– Por supuesto -dijo Nell, apretando la silla con más fuerza mientras trataba de irradiar discreción.

– ¿Entiende que se trata de un puesto temporal?

– Eh, sí -mintió Nell, sintiéndose de improviso con más frío. Esta era su nueva vida, exactamente igual a su antigua vida. Oyó un débil crack en el apoyabrazos y aflojó un poco la mano.

– Nuestra recepcionista se está recuperando de un accidente y debería estar de vuelta en seis semanas -estaba diciendo él-. Entonces, el 13 de octubre…

– Soy historia -terminó Nell. Por lo menos él le informaba por anticipado que habría un final. Ella no se encariñaría. No tendría un hijo con él. No…

El apoyabrazos volvió a temblar, esta vez mucho más flojo, y él asintió.

– Si quiere el puesto, es suyo.

La persiana volvió a moverse; el sonido de algo oxidado que se deslizaba.

– Acepto el puesto -dijo Nell.

Él rebuscó en el cajón del medio del escritorio y le entregó una llave.

– Con esto podrá entrar en la oficina externa los días en que llegue antes de que mi socio, Riley, o yo hayamos abierto. -Se puso de pie y le ofreció la mano-. Bienvenida a Investigaciones McKenna, señora Dysart.

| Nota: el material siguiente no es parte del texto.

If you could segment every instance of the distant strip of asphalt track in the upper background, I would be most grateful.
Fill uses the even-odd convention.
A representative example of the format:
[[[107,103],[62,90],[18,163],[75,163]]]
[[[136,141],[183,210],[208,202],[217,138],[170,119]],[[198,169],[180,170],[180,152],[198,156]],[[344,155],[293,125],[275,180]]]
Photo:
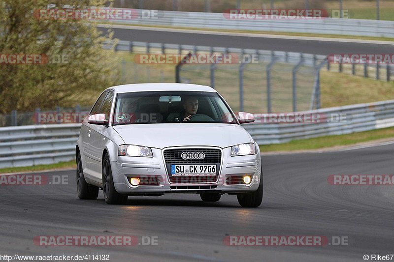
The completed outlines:
[[[100,30],[106,30],[99,28]],[[329,54],[392,54],[394,45],[358,42],[337,42],[271,37],[246,37],[190,32],[170,32],[145,29],[113,29],[114,37],[127,41],[167,44],[201,45],[215,47],[251,48],[262,50]],[[346,41],[346,40],[345,40]],[[349,40],[351,41],[351,40]]]

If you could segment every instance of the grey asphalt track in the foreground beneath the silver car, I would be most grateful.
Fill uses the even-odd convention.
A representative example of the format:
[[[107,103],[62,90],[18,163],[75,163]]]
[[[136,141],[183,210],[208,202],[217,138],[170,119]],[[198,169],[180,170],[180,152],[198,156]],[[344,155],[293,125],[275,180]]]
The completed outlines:
[[[0,187],[0,255],[108,254],[110,261],[364,261],[394,253],[394,187],[329,185],[332,174],[393,175],[394,145],[263,156],[264,198],[242,208],[235,196],[129,197],[107,205],[102,191],[79,200],[68,185]],[[39,235],[157,236],[157,246],[37,246]],[[347,236],[343,246],[227,246],[226,235]],[[330,238],[329,238],[330,239]],[[140,240],[139,240],[140,241]]]

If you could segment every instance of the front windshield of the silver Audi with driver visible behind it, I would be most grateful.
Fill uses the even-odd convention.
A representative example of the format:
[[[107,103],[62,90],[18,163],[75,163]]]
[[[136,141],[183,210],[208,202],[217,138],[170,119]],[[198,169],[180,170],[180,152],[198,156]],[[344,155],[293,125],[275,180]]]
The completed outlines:
[[[215,92],[130,92],[120,93],[116,99],[114,125],[192,122],[237,124]]]

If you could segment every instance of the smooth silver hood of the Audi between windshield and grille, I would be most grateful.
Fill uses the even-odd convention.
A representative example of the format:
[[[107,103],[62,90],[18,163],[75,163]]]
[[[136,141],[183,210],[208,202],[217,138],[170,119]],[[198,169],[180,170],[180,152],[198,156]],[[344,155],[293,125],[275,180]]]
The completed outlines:
[[[114,126],[127,145],[220,146],[250,143],[250,135],[239,125],[218,123],[129,124]]]

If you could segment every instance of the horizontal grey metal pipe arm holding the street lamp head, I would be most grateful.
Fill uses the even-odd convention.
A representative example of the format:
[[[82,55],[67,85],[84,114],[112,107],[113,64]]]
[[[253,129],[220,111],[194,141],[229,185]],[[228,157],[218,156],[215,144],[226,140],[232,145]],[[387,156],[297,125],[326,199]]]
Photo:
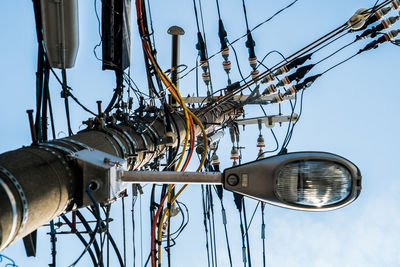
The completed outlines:
[[[120,177],[127,183],[159,184],[208,184],[221,185],[222,174],[219,172],[129,172],[121,171]]]

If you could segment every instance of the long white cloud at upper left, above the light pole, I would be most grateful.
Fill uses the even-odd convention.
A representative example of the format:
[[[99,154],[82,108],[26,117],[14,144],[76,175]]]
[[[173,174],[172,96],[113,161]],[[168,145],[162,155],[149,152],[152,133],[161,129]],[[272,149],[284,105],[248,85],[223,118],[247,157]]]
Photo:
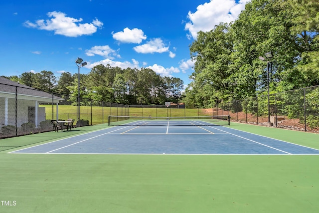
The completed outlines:
[[[48,12],[47,15],[51,19],[39,19],[35,23],[27,20],[24,22],[24,26],[54,31],[54,34],[68,37],[91,35],[97,31],[98,27],[102,28],[103,26],[103,22],[97,18],[92,23],[77,23],[81,22],[82,18],[67,17],[65,13],[57,11]]]

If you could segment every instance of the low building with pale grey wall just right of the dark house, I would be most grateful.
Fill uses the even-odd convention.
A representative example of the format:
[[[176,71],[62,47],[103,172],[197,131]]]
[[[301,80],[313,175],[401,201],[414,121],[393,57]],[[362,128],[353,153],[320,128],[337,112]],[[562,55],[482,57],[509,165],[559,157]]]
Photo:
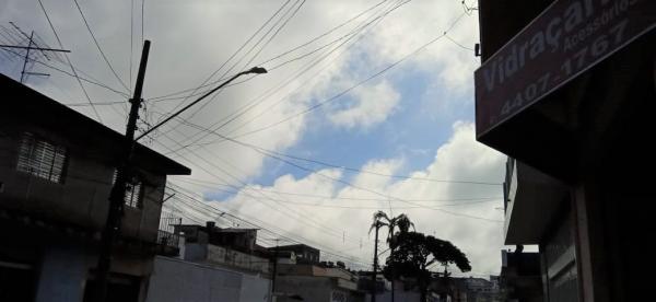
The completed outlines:
[[[256,229],[175,224],[177,257],[157,256],[147,302],[268,302],[271,262]]]

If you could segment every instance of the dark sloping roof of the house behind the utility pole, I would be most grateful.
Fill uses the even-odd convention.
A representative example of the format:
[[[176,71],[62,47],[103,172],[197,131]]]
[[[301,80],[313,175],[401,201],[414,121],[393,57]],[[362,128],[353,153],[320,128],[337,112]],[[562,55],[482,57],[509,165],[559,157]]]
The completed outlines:
[[[79,139],[87,146],[103,150],[110,158],[118,159],[121,152],[120,146],[125,139],[119,133],[92,118],[78,113],[68,106],[44,95],[39,92],[20,83],[15,80],[0,74],[0,84],[3,94],[11,95],[7,100],[3,109],[0,111],[2,120],[23,121],[26,118],[31,123],[45,129],[55,129],[65,132],[67,138]],[[189,175],[191,170],[173,161],[156,151],[137,143],[133,153],[134,162],[139,166],[166,175]]]

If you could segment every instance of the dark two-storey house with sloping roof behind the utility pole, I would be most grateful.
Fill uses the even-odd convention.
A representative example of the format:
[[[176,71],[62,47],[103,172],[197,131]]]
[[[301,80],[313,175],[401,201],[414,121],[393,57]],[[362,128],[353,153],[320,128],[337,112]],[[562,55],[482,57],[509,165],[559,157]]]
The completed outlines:
[[[89,301],[124,136],[0,74],[0,301]],[[167,175],[138,144],[109,301],[143,301]]]

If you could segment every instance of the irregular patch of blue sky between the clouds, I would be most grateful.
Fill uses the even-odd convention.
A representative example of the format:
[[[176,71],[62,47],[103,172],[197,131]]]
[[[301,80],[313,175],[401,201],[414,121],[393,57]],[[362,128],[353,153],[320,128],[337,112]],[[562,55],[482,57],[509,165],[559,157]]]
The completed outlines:
[[[473,119],[473,102],[471,93],[452,94],[446,90],[434,90],[435,94],[426,94],[432,83],[424,73],[400,67],[387,74],[386,79],[391,79],[394,88],[401,94],[401,101],[398,109],[384,123],[353,130],[330,124],[325,118],[326,114],[318,112],[311,117],[312,121],[302,139],[284,153],[356,169],[372,159],[402,158],[406,161],[399,174],[425,167],[433,161],[437,147],[452,135],[452,125],[456,120]],[[348,105],[351,102],[352,97],[344,95],[333,103]],[[429,111],[438,106],[435,103],[440,102],[458,105],[443,114]],[[323,169],[321,165],[307,162],[298,164],[314,170]],[[251,182],[271,185],[281,174],[301,178],[309,172],[267,159],[262,174]]]

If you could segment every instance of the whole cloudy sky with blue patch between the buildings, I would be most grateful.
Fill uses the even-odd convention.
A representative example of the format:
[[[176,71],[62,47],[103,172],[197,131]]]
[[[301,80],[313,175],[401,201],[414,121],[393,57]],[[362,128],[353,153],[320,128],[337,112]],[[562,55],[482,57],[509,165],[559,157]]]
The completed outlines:
[[[25,84],[119,132],[143,39],[152,45],[139,132],[265,67],[140,141],[192,170],[169,177],[167,213],[259,228],[262,245],[303,242],[355,269],[371,267],[373,213],[406,213],[467,254],[467,276],[487,276],[505,248],[505,155],[476,141],[473,5],[0,0],[0,43],[27,45],[16,25],[42,47],[70,50],[33,51],[27,71],[50,76]],[[25,51],[10,50],[0,50],[0,72],[19,80]]]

La esperamos el lunes a las nueve.

Nell también se puso de pie, mientras soltaba con suavidad el apoyabrazos con la esperanza de que no se cayera al piso. Buscó la mano de él, extendiendo la propia con violencia, como para demostrar confianza y fortaleza, y golpeó uno de los vasos de plástico. El café se derramó sobre los papeles mientras los dos miraban, las manos entrelazadas sobre la masacre.

– Culpa mía -dijo él, soltándola para agarrar el vaso-. Siempre me olvido de tirar estas cosas a la basura.

– Bueno, ése será mi trabajo las próximas seis semanas -dijo ella, con un aire de absoluta seguridad-. Le agradezco mucho, señor McKenna.